I don't know, I've never been shown the pros and cons (I assume
'dividability' was the main pro).  Personally I believe that money
matters are best done decimally.  With cash registers and computers
being digital it makes things easier.  Measures and currency I see as
very different things.  Firstly you cannot have dec and non-dec currency
cirulating at the same time and secondly there is no "convenience
factor" associated with "choosing the appropriate denomination".  Metric
and imperial are very different things and I do not feel an ounce
(sorry) of hypocrisy in preferring dec-currency over non-dec.  In the
same way as I don't feel I might be "letting the side down" when
choosing , say, mm over 1/16th in - despite me generally preferring
imperial.


<<The balanced position is to welcome initiatives that make sense, and
oppose initiatives that don't, rather than reject everything that smacks
of "coming from Brussels".  Perhaps (no offense here) we are not as
encumbered with outdated delusions of empire as some of your compatriots
are.>>

Personally I am very anti-EU and would like the UK out of the EU on both
social, economic, political *AND* sovereignty issues.
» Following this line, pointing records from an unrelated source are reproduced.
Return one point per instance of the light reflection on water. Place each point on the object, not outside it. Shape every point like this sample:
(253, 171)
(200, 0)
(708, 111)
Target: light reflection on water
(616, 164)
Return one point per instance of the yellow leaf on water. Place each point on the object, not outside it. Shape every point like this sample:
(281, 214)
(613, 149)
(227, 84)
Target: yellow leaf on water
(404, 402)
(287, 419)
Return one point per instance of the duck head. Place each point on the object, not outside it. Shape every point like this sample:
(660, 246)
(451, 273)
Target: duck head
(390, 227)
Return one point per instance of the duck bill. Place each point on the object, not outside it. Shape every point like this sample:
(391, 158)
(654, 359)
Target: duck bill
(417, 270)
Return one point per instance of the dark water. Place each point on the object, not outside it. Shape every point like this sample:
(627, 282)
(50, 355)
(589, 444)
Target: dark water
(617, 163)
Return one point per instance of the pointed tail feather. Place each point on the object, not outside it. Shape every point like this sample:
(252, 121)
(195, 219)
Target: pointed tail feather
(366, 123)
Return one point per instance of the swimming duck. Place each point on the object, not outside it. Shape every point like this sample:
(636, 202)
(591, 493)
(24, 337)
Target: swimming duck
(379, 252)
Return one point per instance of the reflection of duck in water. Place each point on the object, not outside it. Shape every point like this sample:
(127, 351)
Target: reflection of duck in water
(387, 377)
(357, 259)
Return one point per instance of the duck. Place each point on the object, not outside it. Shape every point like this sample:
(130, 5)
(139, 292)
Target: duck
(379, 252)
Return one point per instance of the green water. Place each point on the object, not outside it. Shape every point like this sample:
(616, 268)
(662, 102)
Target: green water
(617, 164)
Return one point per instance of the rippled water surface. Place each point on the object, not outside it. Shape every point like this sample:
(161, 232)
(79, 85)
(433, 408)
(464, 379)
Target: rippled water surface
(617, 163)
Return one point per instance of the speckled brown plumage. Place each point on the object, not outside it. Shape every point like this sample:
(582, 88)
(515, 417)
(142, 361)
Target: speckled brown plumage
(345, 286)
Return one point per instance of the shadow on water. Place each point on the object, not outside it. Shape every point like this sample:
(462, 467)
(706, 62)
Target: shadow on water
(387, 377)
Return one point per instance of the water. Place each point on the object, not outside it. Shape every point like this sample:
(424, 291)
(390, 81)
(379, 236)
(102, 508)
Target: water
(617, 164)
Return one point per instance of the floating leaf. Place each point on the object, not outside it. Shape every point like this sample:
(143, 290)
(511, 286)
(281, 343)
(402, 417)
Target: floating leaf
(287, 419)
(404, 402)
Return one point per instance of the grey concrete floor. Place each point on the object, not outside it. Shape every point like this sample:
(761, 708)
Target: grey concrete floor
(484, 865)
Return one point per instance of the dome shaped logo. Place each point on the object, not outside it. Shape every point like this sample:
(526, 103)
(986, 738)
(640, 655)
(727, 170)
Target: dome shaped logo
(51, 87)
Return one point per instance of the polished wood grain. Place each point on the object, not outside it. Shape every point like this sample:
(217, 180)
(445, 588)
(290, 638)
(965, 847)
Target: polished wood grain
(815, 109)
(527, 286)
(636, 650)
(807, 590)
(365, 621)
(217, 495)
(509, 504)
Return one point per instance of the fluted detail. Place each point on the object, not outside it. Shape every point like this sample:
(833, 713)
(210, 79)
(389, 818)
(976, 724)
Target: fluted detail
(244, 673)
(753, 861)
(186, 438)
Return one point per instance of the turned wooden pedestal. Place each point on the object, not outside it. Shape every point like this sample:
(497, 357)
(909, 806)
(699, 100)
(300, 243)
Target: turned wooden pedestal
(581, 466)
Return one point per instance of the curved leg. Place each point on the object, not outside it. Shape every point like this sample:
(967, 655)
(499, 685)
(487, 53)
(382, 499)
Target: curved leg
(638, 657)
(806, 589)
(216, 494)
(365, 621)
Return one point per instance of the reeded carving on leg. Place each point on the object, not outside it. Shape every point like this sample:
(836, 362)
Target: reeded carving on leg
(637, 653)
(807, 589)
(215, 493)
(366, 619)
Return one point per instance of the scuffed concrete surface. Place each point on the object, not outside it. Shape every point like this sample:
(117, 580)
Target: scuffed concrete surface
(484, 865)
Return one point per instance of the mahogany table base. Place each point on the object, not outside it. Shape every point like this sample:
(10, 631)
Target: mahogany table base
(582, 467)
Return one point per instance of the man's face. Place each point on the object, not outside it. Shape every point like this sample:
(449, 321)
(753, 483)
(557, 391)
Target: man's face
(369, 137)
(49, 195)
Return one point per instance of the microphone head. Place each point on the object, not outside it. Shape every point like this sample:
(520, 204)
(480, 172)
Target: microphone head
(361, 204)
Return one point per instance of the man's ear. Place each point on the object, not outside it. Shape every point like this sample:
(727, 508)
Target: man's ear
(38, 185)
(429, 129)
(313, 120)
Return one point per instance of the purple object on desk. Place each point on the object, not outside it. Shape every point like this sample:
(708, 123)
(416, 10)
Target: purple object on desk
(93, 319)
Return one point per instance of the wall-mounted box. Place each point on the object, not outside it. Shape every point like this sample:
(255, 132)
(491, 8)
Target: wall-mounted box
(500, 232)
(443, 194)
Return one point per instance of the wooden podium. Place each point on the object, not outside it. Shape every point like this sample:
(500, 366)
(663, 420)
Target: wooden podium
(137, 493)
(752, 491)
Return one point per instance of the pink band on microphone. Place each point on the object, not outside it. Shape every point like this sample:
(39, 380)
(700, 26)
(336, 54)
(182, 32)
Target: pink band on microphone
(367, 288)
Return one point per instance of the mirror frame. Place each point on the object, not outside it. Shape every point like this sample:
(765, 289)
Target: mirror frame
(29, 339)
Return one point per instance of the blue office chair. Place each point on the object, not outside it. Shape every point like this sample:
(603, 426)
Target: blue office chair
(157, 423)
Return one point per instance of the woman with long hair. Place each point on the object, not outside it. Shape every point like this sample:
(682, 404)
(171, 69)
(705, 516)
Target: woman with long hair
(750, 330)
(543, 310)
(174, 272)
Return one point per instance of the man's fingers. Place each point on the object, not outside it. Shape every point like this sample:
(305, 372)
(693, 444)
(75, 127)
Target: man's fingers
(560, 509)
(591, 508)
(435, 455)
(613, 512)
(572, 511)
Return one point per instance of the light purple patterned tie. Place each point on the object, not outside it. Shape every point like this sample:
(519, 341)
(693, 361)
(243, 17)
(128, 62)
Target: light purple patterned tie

As far as
delusions of empire even my only living grand-mother isn't old enough to
remember such a thing.  However, I am proud of the commonwealth - but
not for reasons of "harking back to the empire", regardless of both the
good and bad things empire brought with it.  P.S. I'm Welsh (just in
case you'd want to know!  :-) )

<<At the risk of going off topic, isn't this something along the lines
of "Do you wish to ratify the European Constitution ?" ?>>

It's a bit more muddled than that - I think.  Something along the lines
of whether we should say yes or no to something someone's going to say
yes or no to - I kind of "if you say no then it might go against others
saying yes type thing".  Whichever, it's going to get stick from both
"camps" for either being to vague or not commiting hard enough.